The Harper government has been characteristically evasive about its reasons for rushing through these changes, especially on a weekend when Christians are celebrating resurrection. It’s simply being billed as an unusually literal infrastructure project. Government operatives, admittedly speaking in the dark, claim that six feet of earth is now inadequate protection against (a) animal predators, driven by climate change to seek new food supplies; and (b) human predators, medical students forced by provincial budget cuts to harvest cadavers essential to their education. A better buffer is needed. “Canadians will be able to rest in greater peace and security thanks to our action plan,” is the theme of the Prime Minister’s remarks to the House this morning.

He will also draw attention to the employment opportunities the bill creates for gravediggers. It will be marketed as another stimulus measure, somewhat analogous to the Bank of Canada’s policy of quantitative easing, but with precise measurement of the real dirt supply and prompt replacement leaving minimal deficits. “Eat your heart out, Mark Carney,” says a source close to Finance Minister Jim Flaherty.

There are indications, however, that the opposition will resist the proposal to make Canadians dig deeper. New Democrats will try to have the bill interred in the Senate, where they believe it belongs. Liberals are said to be drawing on their party’s recent history to draft an amendment allowing the self-digging of graves, to any depth.

Critics note that the Gravediggers Guild of Canada (GGC), one of the nation’s most historic trade unions, appears to be split between piece and hourly workers. The government did not help its cause when it mistakenly sent information about the bill to Girl Guides Canada (also GGC). The support of the Canadian Embalmers Association appears to have been bought with the promise of an ongoing supply of pennies, necessary to their underground economy. Quebeckers will continue digging their own graves.

There are darker accusations. Certain Liberals claim that credulous Conservatives are trying to create a zombie-free zone in the country. MPs, however, realize the need for extreme caution in referring to the living dead, and/or to the Prime Minister’s interest in vampire films (crosses are banned during this sitting, as is garlic in the parliamentary restaurant).
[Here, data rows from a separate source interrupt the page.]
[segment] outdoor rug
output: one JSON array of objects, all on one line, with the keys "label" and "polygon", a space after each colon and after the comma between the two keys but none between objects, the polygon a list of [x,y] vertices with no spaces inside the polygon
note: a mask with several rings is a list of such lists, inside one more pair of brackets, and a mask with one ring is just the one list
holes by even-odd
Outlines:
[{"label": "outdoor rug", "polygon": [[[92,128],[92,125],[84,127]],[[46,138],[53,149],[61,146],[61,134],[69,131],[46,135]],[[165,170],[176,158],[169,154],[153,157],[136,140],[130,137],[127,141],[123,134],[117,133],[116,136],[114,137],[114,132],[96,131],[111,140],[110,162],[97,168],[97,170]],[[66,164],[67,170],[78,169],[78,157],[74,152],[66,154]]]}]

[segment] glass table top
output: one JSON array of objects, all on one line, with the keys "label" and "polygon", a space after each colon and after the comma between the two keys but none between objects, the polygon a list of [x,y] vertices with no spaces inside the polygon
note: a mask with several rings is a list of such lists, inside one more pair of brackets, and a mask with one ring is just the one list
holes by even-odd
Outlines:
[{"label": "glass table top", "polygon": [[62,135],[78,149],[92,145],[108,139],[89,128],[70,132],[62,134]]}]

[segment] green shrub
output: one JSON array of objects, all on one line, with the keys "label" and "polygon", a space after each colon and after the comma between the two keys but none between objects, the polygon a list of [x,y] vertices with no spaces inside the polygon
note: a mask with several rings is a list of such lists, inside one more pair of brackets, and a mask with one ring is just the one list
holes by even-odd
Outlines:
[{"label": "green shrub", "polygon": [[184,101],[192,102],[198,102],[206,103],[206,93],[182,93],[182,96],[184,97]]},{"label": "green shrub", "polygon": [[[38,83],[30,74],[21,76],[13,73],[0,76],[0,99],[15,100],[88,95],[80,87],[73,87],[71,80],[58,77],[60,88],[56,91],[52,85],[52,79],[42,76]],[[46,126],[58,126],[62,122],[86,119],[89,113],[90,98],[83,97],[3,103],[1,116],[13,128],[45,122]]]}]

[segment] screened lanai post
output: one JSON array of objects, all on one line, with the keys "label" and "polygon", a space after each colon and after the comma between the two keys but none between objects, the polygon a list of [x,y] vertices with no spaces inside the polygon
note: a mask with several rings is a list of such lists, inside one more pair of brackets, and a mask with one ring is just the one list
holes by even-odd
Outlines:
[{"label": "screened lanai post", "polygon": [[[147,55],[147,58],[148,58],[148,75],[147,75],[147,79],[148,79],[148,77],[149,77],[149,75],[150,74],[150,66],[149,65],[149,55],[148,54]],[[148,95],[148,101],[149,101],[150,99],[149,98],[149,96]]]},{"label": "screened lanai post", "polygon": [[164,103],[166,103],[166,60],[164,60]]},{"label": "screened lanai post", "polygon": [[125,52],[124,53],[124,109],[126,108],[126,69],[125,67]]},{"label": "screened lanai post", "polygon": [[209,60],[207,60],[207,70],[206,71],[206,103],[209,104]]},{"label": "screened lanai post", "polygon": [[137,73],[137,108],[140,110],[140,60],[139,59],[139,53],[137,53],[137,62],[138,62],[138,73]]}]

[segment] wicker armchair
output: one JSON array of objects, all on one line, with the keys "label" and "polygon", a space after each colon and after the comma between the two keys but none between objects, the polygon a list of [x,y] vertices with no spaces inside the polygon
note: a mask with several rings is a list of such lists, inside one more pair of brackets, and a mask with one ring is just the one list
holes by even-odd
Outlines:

Similarly, they’re waiting for Elections Canada’s report on the number of deceased Canadians, apparently hoping for a better hereafter, who voted Conservative in the last election. Conservatives deny directing robocalls to coffins.

The real reason for the cloak of secrecy appears to be more down to earth. It’s to try to contain the epidemic of black political humour sweeping the country. “If they don’t know what we’re saying, how can they keep on laughing at us?” one MP has said. Another suggests that our legislators would know where all the bodies are buried were it not for Conservative skulduggery.

Alternatively, whatever happens in Parliament on this day at the beginning of April may be considered so normal as to escape everyone’s attention, even if it doesn’t sit at all. It’s our funeral.

As a senior citizen, historian Michael Bliss’s nighttime thoughts sometimes turn to eternity.